Esther-Marie sait sa vocation depuis ses 11 ans. Seule Ch'ti, elle a eu une révélation quand « un prêtre a dit à la classe que parmi nous se trouvait peut-être un futur prêtre ou une future soeur. J'ai su que c'était moi mais je l'ai gardé comme un jardin secret. » Ses frères et soeurs l'ont su « deux mois avant ». Le choc passé, ils l'ont soutenue. « Il y a forcément une coupure avec la famille parce qu'en se donnant à Dieu, on se donne à tous. Mais c'est différent : on se retrouve moins souvent mais plus profondément. Les confidences sont plus fortes. » « Un appel » Priscille a compris il y a cinq ans. Elle travaillait au Mans à la réinsertion professionnelle de chômeurs. « J'étais en train de prier et j'ai entendu un appel. » Elle précise tout de suite qu'il ne s'agit pas d'entendre des voix. On n'est pas dans Don Camillo. Plutôt d'une conviction intime. « J'ai ressenti une grande paix.
» Mais quelle communauté choisir entre toutes ? « Je voulais une vie de prière, de pauvreté et de simplicité.
» Ce qu'elle a trouvé quand une amie l'a emmenée à Gosnay, à la Chartreuse des dames. Là où le petit groupe est arrivé en 1999. Il n'en est parti qu'après la fermeture des maisons du coron, en même temps que des familles dans la dèche, qui les avaient acceptées - les enfants surtout allaient et venaient chez elle.

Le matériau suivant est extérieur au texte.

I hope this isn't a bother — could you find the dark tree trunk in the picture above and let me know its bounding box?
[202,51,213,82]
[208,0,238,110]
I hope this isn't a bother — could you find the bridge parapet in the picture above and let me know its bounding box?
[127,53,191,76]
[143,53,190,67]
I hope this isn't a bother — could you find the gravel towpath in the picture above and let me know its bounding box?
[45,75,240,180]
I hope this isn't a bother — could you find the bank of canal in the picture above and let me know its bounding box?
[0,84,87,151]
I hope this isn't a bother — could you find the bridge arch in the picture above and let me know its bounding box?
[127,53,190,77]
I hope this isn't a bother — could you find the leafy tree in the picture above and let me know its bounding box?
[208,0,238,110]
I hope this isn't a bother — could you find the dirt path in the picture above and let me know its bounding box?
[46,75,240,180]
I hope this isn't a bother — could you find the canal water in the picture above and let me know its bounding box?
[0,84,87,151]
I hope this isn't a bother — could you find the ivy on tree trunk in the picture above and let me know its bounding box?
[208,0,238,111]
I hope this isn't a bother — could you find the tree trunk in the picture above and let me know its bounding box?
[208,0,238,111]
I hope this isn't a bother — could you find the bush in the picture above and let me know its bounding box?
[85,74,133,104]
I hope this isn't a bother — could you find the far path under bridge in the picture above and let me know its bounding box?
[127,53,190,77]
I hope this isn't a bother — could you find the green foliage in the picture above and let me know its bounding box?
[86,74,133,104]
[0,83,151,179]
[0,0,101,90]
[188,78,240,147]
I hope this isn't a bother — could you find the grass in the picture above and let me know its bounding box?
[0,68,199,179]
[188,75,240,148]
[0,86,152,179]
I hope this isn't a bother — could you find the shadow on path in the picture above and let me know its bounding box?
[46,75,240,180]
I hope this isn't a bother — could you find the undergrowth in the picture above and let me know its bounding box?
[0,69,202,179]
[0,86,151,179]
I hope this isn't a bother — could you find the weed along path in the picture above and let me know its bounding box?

Des doutes, elles en ont eu. Comme elles ont eu 8 ans pour confirmer la vocation, depuis le postulat (sans l'habit, « pour voir »), au noviciat, puis aux premiers voeux et aux voeux « éternels même si comme dans un mariage on n'est pas tenues par des chaînes ! » Béthune s'est imposée comme nouvelle terre d'accueil. « D'habitude, on s'installe plus dans des grandes villes. Béthune n'est pas une grande ville mais avec les villages, c'est une grande région touchée par les difficultés. » Tout le monde a repéré leur chantier. « De 300 à 350 personnes » ont déjà prêté main-forte. Des particuliers, des scouts enthousiasmés par leur projet. Les professionnels endosseront les travaux trop lourds pour les mains des soeurs : plomberie, électricité, fondations, murs... Avec quel argent ?
Les dons. Soeur Esther-Marie a une autre définition et lève les yeux au ciel. Non pas agacée : le regard sourit. « C'est la bonté des coeurs. » Semée par vous savez qui.I. M.